One medical website states:

It’s real and it’s strong. We’re tired of being cooped up, tired of being careful, tired of being scared.

This same webpage says, “This is a real challenge. There are no easy solutions.

The other morning on one of the TV news programs, the morning anchor interviewed a bunch of seven year old’s.

What do you miss the most of the pre-covid days?”, she asked.

She was met with a lot blank stares.

For seven year old’s, this was normal.

That thought hit me in the real night of my soul.

Then I started to think about what I missed.

I was shocked when I realized that pre-covid was so far away.

My thoughts about pre-days seemed to be in the same folder as memories of growing up, summer times long ago and books I haven’t read in years.

I thought of something Alistair Cooke wrote about the American West.

Writing about the ghost town of Bodie, California, Mr. Cooke said, “[Founded in 1876] For four years the place was roaring with life and death: one killing a day, fifty-six saloons and gambling joints, twelve thousand people brimming with sap and mischief and vice. By 1883 it was mostly abandoned, and in 1932 a fire browned it off. Today, it is a graveyard up among the rolling cumulus clouds.
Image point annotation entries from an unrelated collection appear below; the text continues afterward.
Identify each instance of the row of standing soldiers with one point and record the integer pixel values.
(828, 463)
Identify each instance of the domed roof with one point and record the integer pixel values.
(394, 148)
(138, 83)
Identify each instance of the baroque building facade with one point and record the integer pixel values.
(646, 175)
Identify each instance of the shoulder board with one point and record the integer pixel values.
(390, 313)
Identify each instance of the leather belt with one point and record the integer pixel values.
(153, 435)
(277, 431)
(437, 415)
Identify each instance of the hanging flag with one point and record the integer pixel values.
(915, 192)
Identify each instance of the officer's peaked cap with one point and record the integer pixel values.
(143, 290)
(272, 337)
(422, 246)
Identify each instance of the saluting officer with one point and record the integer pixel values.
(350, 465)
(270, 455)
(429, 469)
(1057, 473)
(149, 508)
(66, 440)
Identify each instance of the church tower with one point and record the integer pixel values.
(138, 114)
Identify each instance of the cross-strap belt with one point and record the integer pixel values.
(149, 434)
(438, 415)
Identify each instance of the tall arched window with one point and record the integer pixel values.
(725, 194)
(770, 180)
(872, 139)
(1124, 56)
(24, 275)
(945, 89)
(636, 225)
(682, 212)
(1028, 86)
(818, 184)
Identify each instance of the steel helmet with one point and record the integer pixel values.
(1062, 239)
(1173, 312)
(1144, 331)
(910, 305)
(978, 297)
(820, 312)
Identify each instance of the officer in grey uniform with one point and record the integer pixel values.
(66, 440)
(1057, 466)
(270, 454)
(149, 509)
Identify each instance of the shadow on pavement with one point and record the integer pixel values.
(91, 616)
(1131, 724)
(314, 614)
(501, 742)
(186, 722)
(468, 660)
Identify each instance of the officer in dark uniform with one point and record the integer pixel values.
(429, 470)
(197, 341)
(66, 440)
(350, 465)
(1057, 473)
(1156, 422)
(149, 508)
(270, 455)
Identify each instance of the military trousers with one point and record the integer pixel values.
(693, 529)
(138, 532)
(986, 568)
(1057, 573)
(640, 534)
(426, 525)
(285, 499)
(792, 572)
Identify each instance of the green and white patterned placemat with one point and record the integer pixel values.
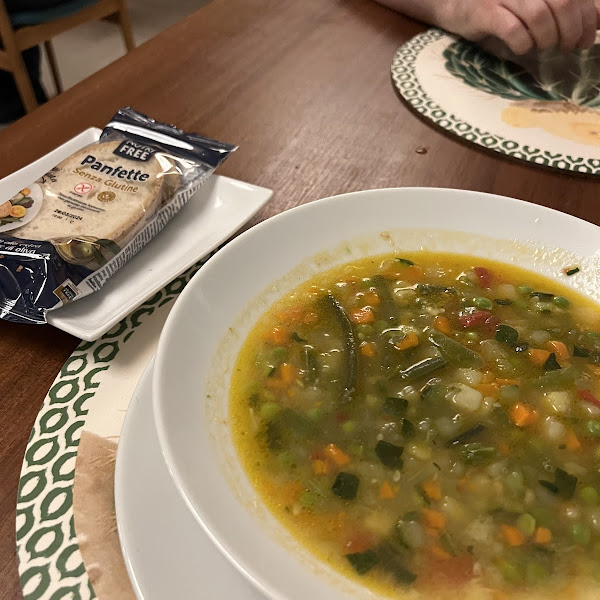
(89, 397)
(500, 106)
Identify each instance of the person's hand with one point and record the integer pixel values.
(523, 24)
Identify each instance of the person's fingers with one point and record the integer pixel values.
(510, 29)
(567, 14)
(589, 18)
(537, 17)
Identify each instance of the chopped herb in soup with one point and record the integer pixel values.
(431, 424)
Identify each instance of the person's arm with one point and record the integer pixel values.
(521, 24)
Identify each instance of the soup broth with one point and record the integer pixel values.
(430, 425)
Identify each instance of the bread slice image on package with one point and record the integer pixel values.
(63, 236)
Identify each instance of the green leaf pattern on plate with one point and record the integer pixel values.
(406, 80)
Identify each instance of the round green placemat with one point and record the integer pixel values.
(51, 565)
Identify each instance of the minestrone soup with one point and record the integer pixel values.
(430, 424)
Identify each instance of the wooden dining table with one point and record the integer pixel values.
(304, 88)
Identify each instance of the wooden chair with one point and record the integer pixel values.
(26, 29)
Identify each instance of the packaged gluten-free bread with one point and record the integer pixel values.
(65, 234)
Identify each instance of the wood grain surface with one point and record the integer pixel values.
(304, 88)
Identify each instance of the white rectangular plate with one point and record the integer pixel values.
(214, 213)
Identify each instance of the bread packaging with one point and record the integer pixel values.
(64, 235)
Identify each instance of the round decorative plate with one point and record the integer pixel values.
(549, 118)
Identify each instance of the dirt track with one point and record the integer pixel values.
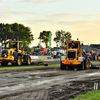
(46, 83)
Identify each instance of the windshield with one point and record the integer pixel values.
(10, 45)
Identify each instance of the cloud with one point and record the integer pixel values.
(69, 15)
(44, 1)
(66, 15)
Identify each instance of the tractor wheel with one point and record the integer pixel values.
(28, 62)
(81, 67)
(87, 63)
(4, 63)
(19, 61)
(62, 66)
It is as forgotten and forlorn as the Plains of Troy.

Pre covid days, forgotten and forlorn as the Plains of Troy.

Maybe its best as, pre covid days, forgotten and forlorn.

3 o’clock on a dark morning.

At that hour the tendency is to refuse to face things as long as possible.
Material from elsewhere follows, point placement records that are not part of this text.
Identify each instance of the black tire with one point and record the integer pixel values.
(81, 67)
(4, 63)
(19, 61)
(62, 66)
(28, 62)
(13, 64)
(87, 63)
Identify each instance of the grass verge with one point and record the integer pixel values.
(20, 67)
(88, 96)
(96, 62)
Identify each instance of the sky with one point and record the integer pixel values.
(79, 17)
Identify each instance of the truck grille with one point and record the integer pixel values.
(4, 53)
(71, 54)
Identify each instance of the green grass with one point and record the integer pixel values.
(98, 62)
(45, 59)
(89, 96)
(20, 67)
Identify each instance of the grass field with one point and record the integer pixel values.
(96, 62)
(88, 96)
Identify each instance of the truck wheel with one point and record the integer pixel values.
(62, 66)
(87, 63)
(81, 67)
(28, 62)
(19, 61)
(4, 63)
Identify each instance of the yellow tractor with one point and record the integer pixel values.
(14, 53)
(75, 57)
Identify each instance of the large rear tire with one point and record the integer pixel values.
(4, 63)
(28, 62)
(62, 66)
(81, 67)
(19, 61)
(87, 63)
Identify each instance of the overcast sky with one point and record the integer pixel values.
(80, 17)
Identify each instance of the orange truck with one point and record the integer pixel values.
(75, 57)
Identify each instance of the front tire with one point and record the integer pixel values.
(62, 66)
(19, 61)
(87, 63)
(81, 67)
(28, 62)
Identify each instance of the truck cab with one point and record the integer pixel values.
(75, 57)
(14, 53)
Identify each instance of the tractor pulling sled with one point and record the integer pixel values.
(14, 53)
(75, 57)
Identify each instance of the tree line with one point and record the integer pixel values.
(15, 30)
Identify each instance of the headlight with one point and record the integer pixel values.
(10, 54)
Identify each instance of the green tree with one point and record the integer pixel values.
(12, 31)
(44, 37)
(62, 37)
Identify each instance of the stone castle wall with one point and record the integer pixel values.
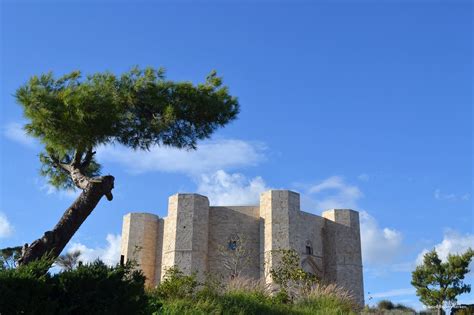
(195, 237)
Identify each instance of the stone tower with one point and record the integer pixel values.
(194, 234)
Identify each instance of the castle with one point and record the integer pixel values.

12.16.2021 – The history we tell

The history we tell
today lays the groundwork for
the future we make

Adapted from the text in the article, Why are US rightwingers so angry? Because they know social change is coming, by Rebecca Solnit.

Ms. Solnit writes, “While their fear and dismay is often regarded as rooted in delusion, rightwingers are correct that the world is metamorphosing into something new and, to them, abhorrent.”

I can picture a not too far off future when an aging body of today’s right wing voters march on Washington to demand attention to Social Security issues and increases in funding from a US Congress that has a majority of members being people of color and or Hispanic origin.

Bills will be introduced to increase social security funding and benefits for these old right wingers.

I think there will be much satisfaction for many members of that Congress in voting no.